Leserartikel Katharina Kühn, 16.03.2023 11:40

VÖCKLABRUCK. Am 21. März ist Welt Down-Syndrom Tag. Kinder mit Down-Syndrom werden im Bildungssystem benachteiligt, kritisiert der Vöcklabrucker Verein 46+1, Down-Syndrom.

Schulassistent Alexander Moser unterstützt Simon Offenberger und Annalena Peer beim Lernen. (Foto: Verein 46+1)

Ausgehend von Wien läuft derzeit eine österreichweite Kampagne für das Recht auf ein elftes und zwölftes Schuljahr für Kinder mit einer kognitiven Beeinträchtigung. „Im Gegensatz zu anderen Kindern, haben Kinder mit kognitiven Beeinträchtigungen wie dem Down-Syndrom in Österreich nicht automatisch die Möglichkeit, zwölf Schuljahre zu absolvieren“, erklärt Verena Kettl, Obfrau des Vereins 46+1, Down-Syndrom. Eltern müssen um diese beiden Schuljahre ansuchen und sind dabei der Willkür von Direktoren und Behörden ausgeliefert. Immer öfter kommt es zu einer Ablehnung dieser Ansuchen. „Unsere Kinder sind in ihrer kognitiven Entwicklung verzögert und brauchen diese beiden Schuljahre dringend, um sich ihren Fähigkeiten entsprechend hin zur Reife für eine Berufsausbildung entwickeln zu können“, betont Kettl.

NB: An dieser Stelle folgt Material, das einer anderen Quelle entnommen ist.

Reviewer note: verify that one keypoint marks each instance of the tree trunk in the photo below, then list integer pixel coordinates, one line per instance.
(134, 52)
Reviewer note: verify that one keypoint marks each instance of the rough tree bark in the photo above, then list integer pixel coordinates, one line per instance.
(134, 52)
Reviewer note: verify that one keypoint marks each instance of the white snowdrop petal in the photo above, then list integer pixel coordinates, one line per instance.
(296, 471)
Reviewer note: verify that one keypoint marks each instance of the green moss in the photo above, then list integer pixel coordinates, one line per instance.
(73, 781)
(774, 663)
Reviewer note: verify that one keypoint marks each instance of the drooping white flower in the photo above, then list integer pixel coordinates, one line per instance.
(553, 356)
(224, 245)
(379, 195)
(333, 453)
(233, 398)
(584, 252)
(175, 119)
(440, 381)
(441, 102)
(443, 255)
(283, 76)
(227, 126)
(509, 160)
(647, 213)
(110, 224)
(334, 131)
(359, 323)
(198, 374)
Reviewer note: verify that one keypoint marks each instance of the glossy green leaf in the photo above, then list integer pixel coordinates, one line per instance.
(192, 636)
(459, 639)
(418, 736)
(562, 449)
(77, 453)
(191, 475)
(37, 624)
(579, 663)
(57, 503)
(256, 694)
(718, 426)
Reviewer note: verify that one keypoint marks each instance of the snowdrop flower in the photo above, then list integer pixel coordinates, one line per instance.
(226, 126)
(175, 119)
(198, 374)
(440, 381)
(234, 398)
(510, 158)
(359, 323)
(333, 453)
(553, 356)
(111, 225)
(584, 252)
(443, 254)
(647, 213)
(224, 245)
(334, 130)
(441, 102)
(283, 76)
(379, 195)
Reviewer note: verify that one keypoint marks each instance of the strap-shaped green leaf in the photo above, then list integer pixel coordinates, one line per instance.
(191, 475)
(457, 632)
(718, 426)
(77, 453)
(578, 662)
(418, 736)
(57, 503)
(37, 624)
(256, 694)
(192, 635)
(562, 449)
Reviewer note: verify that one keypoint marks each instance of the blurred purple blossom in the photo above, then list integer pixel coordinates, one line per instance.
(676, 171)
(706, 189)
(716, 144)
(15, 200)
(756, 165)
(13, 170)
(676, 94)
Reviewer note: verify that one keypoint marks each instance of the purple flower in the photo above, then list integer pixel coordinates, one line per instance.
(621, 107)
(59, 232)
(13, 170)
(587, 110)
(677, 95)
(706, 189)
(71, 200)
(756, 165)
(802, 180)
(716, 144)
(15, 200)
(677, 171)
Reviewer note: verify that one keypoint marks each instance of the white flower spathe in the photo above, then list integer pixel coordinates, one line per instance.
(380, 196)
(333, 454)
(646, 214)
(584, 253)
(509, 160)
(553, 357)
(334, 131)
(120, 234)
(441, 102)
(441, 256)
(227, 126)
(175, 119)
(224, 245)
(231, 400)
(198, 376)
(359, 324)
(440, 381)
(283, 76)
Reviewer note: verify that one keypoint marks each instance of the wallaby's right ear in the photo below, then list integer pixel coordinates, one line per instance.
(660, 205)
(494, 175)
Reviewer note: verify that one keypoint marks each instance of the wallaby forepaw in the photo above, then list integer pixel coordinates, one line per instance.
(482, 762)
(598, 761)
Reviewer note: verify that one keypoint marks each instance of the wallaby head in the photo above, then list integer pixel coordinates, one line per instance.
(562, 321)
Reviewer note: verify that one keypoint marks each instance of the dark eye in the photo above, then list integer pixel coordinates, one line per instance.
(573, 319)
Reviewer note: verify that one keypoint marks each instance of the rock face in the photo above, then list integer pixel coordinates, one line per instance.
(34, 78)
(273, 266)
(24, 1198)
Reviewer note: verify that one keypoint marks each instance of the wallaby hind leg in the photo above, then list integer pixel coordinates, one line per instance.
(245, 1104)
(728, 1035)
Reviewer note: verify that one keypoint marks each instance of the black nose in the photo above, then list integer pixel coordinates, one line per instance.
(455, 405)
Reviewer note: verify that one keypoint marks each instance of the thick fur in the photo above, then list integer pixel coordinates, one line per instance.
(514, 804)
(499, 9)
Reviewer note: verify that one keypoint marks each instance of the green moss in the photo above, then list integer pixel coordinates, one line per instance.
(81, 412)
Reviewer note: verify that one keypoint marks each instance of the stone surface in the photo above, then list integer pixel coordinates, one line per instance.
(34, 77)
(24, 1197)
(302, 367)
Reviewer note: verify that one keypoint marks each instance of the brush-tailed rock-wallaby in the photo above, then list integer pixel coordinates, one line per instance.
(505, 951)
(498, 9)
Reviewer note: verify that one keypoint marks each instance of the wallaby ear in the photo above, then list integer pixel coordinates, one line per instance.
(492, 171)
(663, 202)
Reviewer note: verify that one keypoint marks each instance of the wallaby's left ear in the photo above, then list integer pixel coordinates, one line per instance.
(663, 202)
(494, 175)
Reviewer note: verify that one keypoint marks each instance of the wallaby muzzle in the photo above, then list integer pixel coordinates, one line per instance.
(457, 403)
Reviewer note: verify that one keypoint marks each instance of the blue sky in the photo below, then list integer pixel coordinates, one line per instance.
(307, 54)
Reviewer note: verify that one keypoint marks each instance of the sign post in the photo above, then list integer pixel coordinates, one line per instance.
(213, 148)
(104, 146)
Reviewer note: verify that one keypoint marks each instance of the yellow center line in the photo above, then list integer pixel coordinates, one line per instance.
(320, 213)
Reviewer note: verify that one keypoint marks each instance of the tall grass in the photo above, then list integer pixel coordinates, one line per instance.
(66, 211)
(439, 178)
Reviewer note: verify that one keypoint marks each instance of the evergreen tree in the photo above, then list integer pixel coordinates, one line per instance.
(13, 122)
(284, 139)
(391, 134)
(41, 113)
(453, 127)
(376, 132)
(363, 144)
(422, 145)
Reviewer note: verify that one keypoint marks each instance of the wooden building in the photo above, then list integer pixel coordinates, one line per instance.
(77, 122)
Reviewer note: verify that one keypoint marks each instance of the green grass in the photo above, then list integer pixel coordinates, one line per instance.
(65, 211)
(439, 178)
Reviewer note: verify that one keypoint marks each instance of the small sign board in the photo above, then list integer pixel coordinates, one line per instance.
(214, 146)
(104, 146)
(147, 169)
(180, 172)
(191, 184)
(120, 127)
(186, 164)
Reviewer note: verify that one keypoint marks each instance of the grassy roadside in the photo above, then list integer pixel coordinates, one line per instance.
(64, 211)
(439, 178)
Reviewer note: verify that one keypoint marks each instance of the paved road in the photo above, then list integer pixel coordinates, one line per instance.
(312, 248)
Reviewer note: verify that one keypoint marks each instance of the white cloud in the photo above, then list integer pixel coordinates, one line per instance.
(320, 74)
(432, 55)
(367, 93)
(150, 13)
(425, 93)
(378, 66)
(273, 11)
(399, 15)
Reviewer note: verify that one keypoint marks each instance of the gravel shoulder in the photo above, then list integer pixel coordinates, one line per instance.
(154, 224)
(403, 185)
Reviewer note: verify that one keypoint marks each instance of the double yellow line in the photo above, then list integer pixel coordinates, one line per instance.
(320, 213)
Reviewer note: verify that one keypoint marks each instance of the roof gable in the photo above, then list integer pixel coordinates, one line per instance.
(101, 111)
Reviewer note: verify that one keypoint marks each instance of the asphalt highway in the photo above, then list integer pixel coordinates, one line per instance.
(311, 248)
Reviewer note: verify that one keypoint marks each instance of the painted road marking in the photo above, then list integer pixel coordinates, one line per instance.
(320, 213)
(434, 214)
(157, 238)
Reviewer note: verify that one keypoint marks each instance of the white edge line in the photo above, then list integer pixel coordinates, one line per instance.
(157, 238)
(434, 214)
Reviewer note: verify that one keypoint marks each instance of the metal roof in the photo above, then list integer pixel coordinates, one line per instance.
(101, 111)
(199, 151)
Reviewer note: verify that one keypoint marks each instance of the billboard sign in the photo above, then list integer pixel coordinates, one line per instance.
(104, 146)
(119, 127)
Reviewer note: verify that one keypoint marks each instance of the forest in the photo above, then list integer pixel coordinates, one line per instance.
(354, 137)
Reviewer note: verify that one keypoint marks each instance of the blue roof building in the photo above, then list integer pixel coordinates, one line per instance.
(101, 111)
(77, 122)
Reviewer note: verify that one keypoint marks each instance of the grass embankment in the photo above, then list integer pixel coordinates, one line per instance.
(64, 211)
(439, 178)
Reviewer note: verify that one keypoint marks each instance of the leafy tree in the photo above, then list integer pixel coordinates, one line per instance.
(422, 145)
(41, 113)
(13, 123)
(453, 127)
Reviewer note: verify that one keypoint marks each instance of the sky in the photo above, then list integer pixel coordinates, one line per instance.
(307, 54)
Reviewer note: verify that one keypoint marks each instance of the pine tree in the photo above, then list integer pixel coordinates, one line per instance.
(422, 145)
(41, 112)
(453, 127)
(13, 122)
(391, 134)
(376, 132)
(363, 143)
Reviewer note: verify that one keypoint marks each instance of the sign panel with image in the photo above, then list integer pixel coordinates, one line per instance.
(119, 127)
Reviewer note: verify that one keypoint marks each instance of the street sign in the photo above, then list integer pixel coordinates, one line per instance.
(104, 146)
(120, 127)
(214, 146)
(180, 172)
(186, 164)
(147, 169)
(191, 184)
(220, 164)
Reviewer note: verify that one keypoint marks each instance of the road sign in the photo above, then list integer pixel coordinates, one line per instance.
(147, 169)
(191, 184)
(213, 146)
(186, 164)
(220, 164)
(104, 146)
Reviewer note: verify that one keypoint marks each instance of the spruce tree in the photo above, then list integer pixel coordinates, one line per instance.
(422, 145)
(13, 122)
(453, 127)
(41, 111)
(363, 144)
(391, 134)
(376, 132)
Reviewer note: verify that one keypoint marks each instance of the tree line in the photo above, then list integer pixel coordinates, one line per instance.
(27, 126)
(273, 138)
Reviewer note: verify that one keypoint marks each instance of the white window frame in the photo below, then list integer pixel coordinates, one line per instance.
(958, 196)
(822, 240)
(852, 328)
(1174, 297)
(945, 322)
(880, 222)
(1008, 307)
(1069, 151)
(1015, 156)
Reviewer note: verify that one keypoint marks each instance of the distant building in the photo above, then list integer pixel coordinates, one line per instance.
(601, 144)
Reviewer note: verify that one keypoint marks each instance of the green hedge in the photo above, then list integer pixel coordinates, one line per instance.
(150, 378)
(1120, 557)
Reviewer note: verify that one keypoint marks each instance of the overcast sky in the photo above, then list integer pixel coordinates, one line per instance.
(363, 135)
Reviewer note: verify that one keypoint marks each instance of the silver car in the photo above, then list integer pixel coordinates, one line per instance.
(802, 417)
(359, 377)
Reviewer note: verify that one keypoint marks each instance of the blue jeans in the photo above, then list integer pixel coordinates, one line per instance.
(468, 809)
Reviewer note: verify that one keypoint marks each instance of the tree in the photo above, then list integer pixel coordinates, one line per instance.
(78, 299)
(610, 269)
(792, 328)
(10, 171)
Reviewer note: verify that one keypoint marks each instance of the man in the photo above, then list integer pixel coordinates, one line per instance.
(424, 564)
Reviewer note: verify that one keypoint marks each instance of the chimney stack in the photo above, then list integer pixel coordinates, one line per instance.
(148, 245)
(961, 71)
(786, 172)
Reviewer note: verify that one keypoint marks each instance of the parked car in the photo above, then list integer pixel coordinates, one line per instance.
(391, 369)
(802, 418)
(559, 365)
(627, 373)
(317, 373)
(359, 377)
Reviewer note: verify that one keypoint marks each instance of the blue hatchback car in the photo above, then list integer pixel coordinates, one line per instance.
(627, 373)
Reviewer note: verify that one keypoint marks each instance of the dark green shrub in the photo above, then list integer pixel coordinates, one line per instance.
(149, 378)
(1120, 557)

Durch das Bildungssystem benachteiligt

Die Mutter einer Tochter mit Down-Syndrom verweist darauf, dass das österreichische Bildungssystem diese Kinder generell benachteiligt. Der Spießrutenlauf für die Eltern beginnt oft schon im Kindergartenalter. Im vergangenen Jahr musste der Verein sich in Vöcklabruck dafür einsetzen, dass die Stadtgemeinde zwei stark entwicklungsverzögerten Kindern ein zusätzliches Kindergartenjahr ermöglicht. „Von Anfang an sind wir in der Rolle der Bittsteller“, kritisiert Vorstandsmitglied Patrick Mitterer das System.

Inklusion ist noch immer keine Selbstverständlichkeit

Zu Schwierigkeiten kommt es dann oft auch beim Übertritt in die Volksschule. Nicht alle Volksschulen im Bezirk ermöglichen inklusive Bildung. Manche Schuldirektoren lehnen die Aufnahme von Kindern mit kognitiver Beeinträchtigung schlichtweg ab. Und auch machen Mittelschulen des Bezirks ist Inklusion immer noch keine Selbstverständlichkeit. Zwar bieten die Schulen inklusive Klassen an, dies aber in einigen Fällen nur jedes zweite Jahr. Ein Junge musste daher, entgegen dem Wunsch der Eltern, ein Jahr früher in die Mittelschule wechseln als seiner Entwicklung förderlich gewesen wäre und hat nun keine Möglichkeit, die letzte Schulstufe zu wiederholen. „Für unsere Kinder ist das eine Katastrophe, weil sie durch eine zu schnelle Schullaufbahn massiv in ihrer Entwicklung behindert und überfordert werden“, sagt Birgit Brunsteiner, die den Verein vor 13 Jahren gegründet hat.

Mangel an Sonderpädagogen

Ein gravierendes Problem sehen die Eltern auch im Mangel an Sonderpädagogen. Das geht so weit, dass Direktoren Eltern bitten, selbst Sonderpädagogen zu suchen, damit ihre Kinder unterrichtet werden können. „Es kann nicht sein, dass die Verantwortung dafür, ob unsere Kinder eine gute schulische Ausbildung bekommen oder nicht, bei uns Eltern liegt“, sagt Obfrau Stellvertreterin Martina Offenberger.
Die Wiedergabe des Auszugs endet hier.